“And you look backward into the darkness hoping to find your Past there. It is vanished: you cannot find it, and, I tell you, you will never find it that way. The Past is within us, not behind us: there is nothing behind us, – except vacancy, and the forlorn lapping over our last footprints of the bitter waves of time. But within us, there is the Past in its perfection, and not a jot or tittle shall pass away till all shall be fulfilled. I […] have all that ever happened in the solar system within me. It is not only the sap of the apple that Eve which circulates within my blood. All airs, and streams, and fruits, and odours of Eden could still be discovered in my composition by a skilled angelic analyst. All orgasms and satiates of nomad men, all gentler pleasures and sorrows of pastoral people, sweet extinct mythologies, lost secrets of Egyptian mages, fierce tyrannies of the bronze over the stone hatchets, kisses of lovers in primæval forests, splendid Babylonian adulteries, all buried sculptures, all forgotten music, all faded paintings, still exists within me.
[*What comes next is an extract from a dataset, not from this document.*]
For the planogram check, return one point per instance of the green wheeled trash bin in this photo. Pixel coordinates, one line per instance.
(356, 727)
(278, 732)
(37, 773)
I am not far from paradise: Cain is still slaying Abel in my veins, and if I listen I hear within me what the morning stars sang together for joy.
“If, then, I would conserve the Past and make it an active power, I must conserve and vitalise myself. The use of history, of precedents, of authority, of modals, – and the only use of these, – is to reinforce my best self, and bring it into play. My best self may happen to reside in the so-called Past, rather than in the Present: then the Past is more important to me than the Present; or the reverse may be the case; but the Past as Past, and the Present as Present, are nothing to me: my best self, wherever it may be found, is all in all.”
▪ Edward Dowden, “True Conservatism – What is it?” Contemporary Review volume 12 (Strahan & Co. Publishers, 1869) extract from page 271.